Grèce : dégradation du pays par Moody’s

La presse grecque s’agaçait mardi de l’abaissement de la note du pays de quatre crans par l’agence de notation Moody’s, jugé surprenant sinon déloyal, en ligne avec le gouvernement qui a jugé cette dégradation sans fondement. «Quatre bravos et une provocation», titrait en une le pro-gouvernemental Ta Néa, opposant le «sabotage» de Moody’s aux «compliments» adressés au pays ces derniers jours par les dirigeants de la BCE et de la Deutsche Bank, Jean-Claude Trichet et Josef Ackerman. Alors que des experts de l’UE et du FMI contrôlent depuis lundi à Athènes le plan de redressement budgétaire gouvernemental, «cette dégradation fournit le prétexte à une poursuite du jeu spéculatif des marchés au détriment de l’économie grecque», jugeait Ta Néa.
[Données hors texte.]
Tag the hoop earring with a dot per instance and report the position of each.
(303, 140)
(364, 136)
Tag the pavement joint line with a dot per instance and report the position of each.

Le libéral Kathimérini relevait la surprise des décideurs économiques grecs face à cette dégradation «agressive», citant des sources de la Banque de Grèce la qualifiant de «coup en-dessous de la ceinture». Le quotidien soulignait toutefois qu’en pratique, le recul du pays de «A3» à «Ba1», dans la catégorie spéculative pour un risque de non-remboursement de sa dette publique, n’affecterait pas son refinancement, au vu du plan de sauvetage mis en place par l’UE et le FMI et de la garantie par la BCE des obligations grecques. «Moody’s surprend avec une lourde dégradation (…) qui relance les scénarios spéculatifs contre la Grèce et la zone euro», titrait pour sa part le journal financier Naftemboriki, jugeant lui aussi paradoxale cette sanction alors que l’UE et le FMI «confirment une amélioration» face à la crise financière du pays.  «Les banquiers grecs s’attendaient à un abaissement mais pas aussi sévère et dans cette conjoncture», commentait le journal. Ethnos, (gauche populaire) ironisait pour sa part sur un abaissement «bouffon», jugeant contradictoires les explications de l’agence.  Le ministère grec des Finances avait estimé lundi soir que cette dégradation, qui venait d’être annoncée par Moddy’s, et a fait chuter Wall Street et les Bourses européennes, «ne reflète en rien ni le progrès enregistré ces derniers mois, ni les perspectives ouvertes par l’assainissement budgétaire et l’amélioration de la compétitivité du pays».